Lawyers keep telling clients that arbitration is a matter of contract, not coercion. That follows Supreme Court rhetoric that’s belied by Supreme Court practice.  The Court’s pending case in AT&T Mobility v. Concepcion gives the Court a final chance to resolve the gap between its talk and action concerning arbitration. 

 I doubt, however, the Court will seize the opportunity.  Instead, the Court likely will continue to tell us that its arbitration jurisprudence is merely applied contract law, while its applications will continue to coerce people into arbitration because the Court has established a national policy favoring arbitration. 

That is the lamentable assessment provided in my new article on the subjectRhetoric versus Reality in Arbitration Jurisprudence: How the Supreme Court Flaunts and Flunks Contracts (and Why Contracts Teachers Need Not Teach the Cases).

As with practicing lawyers, legal scholars have generally ignored this rhetoric-reality gap too, many routinely repeating that arbitration is all about contract (a notable  exception is David Horton).  As a teacher of Contracts for 20 years, I began to hear this rhetoric last summer, beginning with my receipt of a reprint of an Illinois Law Review article by noted arbitration scholar Thomas Stipanowich

In a comprehensive review of the state of arbitration law and practice, the piece criticized editors of Contracts casebooks for paying too little attention to arbitration and especially to how the attention given was often extremely negative.
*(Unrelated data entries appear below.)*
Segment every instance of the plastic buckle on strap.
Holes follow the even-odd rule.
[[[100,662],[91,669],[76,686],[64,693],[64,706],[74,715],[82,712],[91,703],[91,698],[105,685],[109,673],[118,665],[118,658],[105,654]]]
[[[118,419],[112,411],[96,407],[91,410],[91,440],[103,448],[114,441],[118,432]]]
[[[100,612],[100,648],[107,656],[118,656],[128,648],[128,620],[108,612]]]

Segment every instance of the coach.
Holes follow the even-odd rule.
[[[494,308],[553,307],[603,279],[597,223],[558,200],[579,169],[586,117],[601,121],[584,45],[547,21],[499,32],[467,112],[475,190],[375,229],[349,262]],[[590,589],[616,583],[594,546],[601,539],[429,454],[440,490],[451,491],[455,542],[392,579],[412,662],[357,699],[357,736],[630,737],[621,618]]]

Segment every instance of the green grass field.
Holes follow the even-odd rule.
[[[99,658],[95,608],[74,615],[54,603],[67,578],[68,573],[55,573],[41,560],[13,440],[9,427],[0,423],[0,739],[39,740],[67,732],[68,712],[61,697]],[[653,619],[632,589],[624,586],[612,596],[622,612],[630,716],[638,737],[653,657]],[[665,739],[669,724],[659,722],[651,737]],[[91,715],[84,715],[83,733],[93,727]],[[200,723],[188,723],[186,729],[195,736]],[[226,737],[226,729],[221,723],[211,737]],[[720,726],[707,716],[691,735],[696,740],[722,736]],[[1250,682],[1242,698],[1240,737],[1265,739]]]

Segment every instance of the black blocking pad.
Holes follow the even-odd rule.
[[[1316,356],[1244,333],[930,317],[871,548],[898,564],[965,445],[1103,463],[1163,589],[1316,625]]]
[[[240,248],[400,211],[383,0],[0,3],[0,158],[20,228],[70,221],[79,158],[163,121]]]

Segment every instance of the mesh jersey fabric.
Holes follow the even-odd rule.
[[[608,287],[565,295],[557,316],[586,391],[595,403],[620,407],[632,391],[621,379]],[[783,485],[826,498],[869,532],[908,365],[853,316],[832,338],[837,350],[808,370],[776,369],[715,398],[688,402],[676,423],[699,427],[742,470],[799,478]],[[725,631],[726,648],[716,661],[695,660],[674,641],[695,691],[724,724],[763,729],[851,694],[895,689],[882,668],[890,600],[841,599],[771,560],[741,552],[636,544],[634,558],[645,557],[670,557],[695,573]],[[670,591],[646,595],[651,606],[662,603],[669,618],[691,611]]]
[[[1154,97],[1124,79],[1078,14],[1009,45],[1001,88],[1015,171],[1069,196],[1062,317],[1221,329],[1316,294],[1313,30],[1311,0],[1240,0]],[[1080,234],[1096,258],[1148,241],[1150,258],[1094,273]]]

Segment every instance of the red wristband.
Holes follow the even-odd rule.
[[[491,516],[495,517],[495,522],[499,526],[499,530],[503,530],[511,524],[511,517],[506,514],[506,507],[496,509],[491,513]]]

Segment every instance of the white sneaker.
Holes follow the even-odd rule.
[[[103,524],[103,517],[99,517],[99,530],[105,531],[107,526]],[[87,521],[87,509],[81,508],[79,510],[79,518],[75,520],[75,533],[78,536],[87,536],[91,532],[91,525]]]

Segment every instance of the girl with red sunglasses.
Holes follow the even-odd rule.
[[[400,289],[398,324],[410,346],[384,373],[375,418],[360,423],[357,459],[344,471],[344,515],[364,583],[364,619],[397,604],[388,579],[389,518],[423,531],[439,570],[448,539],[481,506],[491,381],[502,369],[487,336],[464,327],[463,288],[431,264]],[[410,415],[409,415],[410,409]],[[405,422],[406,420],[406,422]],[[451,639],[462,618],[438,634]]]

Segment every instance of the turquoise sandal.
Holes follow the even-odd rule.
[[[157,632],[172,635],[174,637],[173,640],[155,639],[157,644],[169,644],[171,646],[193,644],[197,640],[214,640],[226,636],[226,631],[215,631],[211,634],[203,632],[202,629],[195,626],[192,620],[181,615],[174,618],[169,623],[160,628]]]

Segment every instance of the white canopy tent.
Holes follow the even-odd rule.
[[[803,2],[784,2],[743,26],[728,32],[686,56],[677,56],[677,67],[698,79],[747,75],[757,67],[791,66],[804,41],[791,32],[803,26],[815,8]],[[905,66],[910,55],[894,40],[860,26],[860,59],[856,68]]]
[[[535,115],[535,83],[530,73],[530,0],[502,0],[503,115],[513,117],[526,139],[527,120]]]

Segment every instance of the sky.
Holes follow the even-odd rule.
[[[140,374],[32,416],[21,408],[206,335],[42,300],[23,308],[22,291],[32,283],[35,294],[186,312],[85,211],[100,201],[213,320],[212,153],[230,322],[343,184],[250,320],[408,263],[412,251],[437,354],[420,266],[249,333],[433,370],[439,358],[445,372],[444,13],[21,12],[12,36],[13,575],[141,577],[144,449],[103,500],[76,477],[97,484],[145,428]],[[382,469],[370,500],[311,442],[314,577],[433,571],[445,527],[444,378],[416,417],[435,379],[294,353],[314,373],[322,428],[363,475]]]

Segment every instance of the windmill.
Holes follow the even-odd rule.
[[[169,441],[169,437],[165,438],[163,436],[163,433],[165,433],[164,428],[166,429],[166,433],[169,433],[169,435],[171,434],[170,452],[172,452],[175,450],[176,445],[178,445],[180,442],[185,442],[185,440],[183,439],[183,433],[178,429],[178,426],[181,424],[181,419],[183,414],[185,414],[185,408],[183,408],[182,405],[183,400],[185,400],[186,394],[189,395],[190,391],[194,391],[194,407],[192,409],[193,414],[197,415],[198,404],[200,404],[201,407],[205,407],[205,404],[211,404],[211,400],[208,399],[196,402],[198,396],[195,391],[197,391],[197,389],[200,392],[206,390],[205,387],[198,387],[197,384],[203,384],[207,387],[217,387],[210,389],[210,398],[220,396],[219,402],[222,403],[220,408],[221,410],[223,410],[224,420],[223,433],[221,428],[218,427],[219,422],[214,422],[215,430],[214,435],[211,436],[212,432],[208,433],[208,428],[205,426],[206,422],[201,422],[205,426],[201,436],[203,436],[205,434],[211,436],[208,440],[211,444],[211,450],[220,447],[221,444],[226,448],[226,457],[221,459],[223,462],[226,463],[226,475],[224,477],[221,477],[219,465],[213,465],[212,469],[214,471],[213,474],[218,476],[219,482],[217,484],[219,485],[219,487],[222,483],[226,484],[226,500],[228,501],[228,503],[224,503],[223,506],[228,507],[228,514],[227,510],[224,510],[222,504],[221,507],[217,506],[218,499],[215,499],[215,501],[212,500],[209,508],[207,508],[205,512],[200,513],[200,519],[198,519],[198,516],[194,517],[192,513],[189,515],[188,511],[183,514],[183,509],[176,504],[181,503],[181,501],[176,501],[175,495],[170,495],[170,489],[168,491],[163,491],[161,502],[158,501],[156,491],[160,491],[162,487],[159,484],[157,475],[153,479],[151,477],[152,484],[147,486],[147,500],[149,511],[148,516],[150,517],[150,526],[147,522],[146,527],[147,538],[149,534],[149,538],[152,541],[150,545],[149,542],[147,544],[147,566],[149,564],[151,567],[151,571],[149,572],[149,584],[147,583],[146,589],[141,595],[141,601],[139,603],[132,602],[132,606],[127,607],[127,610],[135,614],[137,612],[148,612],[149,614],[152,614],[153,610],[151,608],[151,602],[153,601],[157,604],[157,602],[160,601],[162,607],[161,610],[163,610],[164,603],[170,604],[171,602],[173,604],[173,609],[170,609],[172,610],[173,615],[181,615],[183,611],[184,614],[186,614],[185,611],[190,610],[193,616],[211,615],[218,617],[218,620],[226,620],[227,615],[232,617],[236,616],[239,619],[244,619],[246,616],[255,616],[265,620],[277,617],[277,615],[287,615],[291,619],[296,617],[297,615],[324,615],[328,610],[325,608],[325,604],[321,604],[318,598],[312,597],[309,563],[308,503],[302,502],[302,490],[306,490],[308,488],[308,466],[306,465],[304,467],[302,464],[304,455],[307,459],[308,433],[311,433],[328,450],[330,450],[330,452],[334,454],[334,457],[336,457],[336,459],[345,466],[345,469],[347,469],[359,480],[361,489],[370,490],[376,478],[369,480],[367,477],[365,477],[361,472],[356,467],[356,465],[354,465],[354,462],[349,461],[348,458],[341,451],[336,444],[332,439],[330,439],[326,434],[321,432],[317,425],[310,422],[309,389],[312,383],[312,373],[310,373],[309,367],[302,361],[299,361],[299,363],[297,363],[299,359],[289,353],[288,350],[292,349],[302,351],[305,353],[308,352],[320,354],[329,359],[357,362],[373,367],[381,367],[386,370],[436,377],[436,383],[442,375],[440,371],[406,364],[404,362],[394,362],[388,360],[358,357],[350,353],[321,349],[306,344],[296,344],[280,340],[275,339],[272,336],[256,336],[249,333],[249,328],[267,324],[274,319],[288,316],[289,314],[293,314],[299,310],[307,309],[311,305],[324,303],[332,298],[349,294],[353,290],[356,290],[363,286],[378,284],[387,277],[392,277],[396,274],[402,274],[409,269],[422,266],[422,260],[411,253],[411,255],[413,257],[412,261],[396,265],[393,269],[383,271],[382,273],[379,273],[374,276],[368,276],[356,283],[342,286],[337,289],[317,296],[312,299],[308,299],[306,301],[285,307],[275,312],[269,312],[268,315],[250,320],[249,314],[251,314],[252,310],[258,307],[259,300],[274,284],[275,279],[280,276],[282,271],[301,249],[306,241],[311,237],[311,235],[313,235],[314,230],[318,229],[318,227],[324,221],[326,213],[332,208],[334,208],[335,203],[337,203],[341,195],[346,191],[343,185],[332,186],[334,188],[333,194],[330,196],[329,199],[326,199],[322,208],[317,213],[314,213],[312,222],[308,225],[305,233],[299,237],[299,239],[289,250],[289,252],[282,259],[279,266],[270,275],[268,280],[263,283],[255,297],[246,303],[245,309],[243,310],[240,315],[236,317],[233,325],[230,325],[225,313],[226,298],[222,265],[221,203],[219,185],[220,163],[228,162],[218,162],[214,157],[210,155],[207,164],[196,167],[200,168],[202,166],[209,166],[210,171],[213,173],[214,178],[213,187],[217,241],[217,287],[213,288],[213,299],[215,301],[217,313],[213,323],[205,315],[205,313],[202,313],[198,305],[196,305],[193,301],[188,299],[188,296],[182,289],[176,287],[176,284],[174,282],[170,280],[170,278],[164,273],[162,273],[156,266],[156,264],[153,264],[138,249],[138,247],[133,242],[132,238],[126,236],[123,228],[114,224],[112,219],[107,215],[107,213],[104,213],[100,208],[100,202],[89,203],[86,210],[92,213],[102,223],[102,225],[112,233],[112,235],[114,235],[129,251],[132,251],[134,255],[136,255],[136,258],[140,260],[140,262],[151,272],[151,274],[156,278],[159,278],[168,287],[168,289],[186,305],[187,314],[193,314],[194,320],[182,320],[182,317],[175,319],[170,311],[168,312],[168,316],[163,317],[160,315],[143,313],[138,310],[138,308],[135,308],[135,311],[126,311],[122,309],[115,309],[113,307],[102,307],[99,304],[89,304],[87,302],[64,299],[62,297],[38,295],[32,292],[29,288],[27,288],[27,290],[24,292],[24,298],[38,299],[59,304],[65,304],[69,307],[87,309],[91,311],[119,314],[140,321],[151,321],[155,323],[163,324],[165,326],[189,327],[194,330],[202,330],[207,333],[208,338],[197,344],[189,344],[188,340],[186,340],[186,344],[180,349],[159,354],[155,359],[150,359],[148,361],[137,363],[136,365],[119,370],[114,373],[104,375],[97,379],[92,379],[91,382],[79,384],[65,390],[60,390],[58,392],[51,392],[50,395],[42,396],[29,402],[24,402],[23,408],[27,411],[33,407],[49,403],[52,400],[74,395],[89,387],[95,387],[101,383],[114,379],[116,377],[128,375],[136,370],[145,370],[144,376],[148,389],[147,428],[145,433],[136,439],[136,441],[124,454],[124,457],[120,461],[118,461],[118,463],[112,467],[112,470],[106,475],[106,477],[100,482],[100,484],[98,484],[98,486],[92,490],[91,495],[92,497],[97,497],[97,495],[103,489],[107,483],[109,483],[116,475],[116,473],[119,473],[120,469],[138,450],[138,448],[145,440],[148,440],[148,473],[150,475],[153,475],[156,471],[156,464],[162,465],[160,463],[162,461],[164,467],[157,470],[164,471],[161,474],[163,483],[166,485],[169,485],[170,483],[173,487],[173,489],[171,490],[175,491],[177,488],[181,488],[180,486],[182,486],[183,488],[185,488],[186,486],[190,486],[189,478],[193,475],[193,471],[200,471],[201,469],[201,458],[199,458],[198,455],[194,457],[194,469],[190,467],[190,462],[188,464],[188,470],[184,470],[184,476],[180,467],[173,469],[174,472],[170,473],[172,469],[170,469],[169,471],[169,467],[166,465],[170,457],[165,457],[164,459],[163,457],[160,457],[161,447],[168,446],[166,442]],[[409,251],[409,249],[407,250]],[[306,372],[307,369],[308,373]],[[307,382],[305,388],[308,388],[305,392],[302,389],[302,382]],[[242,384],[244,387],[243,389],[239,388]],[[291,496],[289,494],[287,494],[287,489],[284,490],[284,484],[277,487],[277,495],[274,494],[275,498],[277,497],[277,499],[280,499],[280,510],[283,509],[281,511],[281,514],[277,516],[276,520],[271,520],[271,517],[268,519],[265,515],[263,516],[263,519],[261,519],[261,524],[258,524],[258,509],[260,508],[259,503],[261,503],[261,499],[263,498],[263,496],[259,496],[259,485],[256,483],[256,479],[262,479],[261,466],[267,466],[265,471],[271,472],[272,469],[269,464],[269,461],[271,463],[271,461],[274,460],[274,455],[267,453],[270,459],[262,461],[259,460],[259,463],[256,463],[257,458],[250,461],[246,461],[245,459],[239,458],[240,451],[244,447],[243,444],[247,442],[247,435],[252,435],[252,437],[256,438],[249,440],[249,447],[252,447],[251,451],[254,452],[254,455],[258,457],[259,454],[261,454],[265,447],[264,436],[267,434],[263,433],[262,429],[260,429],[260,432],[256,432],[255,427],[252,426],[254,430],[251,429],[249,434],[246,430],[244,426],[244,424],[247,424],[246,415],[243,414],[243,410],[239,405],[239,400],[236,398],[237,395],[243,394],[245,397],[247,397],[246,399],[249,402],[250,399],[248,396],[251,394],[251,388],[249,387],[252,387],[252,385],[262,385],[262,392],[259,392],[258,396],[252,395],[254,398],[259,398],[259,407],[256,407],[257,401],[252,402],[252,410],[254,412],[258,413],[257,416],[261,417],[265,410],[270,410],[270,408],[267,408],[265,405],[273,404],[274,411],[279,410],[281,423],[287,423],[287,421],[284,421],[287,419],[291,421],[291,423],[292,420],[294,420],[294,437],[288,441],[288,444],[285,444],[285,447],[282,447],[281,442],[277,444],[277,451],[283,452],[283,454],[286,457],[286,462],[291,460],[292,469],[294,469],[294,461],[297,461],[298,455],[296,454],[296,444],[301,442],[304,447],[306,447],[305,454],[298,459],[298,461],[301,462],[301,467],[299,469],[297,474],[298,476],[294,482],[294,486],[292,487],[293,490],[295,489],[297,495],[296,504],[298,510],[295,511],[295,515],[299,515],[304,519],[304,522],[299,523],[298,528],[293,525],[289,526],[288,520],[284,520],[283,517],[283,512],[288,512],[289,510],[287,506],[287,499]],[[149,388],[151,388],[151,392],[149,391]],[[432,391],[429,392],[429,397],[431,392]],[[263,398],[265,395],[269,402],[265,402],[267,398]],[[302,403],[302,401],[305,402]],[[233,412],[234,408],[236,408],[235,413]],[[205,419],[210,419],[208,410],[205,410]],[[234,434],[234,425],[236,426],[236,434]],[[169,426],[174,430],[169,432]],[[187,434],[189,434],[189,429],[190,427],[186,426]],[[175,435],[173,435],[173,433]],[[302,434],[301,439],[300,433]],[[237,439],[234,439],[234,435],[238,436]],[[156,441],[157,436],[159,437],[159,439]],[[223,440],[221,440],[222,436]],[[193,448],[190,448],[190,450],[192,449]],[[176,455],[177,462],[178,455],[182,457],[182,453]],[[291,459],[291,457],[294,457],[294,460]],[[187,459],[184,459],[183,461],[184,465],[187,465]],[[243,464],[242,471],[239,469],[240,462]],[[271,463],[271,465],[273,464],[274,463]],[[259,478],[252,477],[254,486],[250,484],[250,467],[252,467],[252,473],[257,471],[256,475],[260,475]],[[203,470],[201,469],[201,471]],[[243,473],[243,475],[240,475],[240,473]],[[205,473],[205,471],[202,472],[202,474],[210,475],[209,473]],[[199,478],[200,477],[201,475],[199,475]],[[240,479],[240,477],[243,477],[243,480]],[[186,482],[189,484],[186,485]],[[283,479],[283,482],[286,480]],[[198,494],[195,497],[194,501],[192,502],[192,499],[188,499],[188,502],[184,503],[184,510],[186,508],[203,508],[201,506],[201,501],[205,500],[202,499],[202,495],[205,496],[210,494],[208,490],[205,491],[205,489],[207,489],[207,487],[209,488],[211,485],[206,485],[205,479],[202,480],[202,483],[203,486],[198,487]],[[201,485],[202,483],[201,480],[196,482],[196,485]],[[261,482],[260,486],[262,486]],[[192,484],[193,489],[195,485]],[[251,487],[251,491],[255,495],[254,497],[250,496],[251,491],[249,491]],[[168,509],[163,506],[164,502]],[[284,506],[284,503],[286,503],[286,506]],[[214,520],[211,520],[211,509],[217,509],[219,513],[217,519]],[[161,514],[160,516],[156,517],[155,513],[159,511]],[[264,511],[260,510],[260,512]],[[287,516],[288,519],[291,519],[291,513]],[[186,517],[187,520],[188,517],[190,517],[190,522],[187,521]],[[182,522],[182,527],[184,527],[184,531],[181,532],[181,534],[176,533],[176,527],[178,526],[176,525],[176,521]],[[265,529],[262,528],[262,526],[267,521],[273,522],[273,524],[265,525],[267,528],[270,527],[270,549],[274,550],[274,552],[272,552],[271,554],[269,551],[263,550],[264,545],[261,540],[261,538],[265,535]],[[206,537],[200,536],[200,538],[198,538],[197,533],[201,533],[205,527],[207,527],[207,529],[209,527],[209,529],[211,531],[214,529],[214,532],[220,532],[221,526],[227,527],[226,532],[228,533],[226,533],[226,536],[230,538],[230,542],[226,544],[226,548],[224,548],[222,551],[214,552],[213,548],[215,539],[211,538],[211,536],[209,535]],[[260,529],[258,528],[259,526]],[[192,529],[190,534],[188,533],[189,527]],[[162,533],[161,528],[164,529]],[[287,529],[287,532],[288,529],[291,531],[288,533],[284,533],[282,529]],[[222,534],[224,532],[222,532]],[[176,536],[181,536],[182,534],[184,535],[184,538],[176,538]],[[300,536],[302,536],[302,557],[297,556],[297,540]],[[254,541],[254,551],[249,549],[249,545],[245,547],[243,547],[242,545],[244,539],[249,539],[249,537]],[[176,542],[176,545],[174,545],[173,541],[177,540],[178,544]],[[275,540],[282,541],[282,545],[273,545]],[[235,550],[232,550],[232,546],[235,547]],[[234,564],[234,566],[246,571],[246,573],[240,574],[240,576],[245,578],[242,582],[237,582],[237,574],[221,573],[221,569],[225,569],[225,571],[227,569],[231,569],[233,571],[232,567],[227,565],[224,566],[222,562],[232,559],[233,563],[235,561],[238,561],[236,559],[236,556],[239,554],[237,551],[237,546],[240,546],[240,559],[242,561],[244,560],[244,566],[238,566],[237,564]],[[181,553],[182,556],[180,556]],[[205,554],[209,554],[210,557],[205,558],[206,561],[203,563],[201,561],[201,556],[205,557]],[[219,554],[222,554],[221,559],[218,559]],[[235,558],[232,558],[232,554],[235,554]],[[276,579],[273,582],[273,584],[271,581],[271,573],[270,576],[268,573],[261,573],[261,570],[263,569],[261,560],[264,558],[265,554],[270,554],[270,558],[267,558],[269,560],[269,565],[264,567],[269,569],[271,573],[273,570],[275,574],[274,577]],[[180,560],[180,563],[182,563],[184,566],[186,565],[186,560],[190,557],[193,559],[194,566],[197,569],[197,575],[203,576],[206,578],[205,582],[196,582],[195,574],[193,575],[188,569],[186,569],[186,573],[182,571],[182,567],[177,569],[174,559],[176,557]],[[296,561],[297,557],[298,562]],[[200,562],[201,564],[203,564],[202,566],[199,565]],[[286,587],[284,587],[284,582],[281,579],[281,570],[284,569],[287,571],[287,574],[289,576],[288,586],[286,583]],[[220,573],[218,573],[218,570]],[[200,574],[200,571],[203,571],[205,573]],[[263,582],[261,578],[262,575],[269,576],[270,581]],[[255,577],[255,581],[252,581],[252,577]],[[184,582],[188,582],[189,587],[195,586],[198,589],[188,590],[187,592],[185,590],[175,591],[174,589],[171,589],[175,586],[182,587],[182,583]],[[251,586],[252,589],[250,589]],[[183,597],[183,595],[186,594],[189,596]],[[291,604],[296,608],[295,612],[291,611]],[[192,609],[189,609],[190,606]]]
With modest exceptions, including in Ian Ayres’ casebook, Contract law books and courses have not generally treated arbitration much and the treatment often is in the context of illustrating doctrines like unconscionability or lopsided terms not comporting with reasonable expectations of a community. 

I began following pending Supreme Court cases on the subject and scrutinizing those handed down in preceding terms. I found the talk about contracts and contract law intriguing because it made it sound as if arbitration was at the center of contract law and that contract law was at the center of arbitration law. That made it seem irresponsible for me, Contracts casebook editors, and other teachers, to leave arbitration at the margins of the Contracts course or outside it altogether.

Alas, the truth is that contract and contract law have so little to do with what happens in arbitration jurisprudence, particularly compared to Court rhetoric, that it would confuse or mislead students taking Contracts to provide it as an illustration. To that extent, arbitration warrants the glancing treatment in the Contracts course it gets, followed by an optional upper-level course.  

Among the many costs of the Court’s rhetoric-reality gap are those manifest in the AT&T case, on which the Court is now struggling to write an opinion.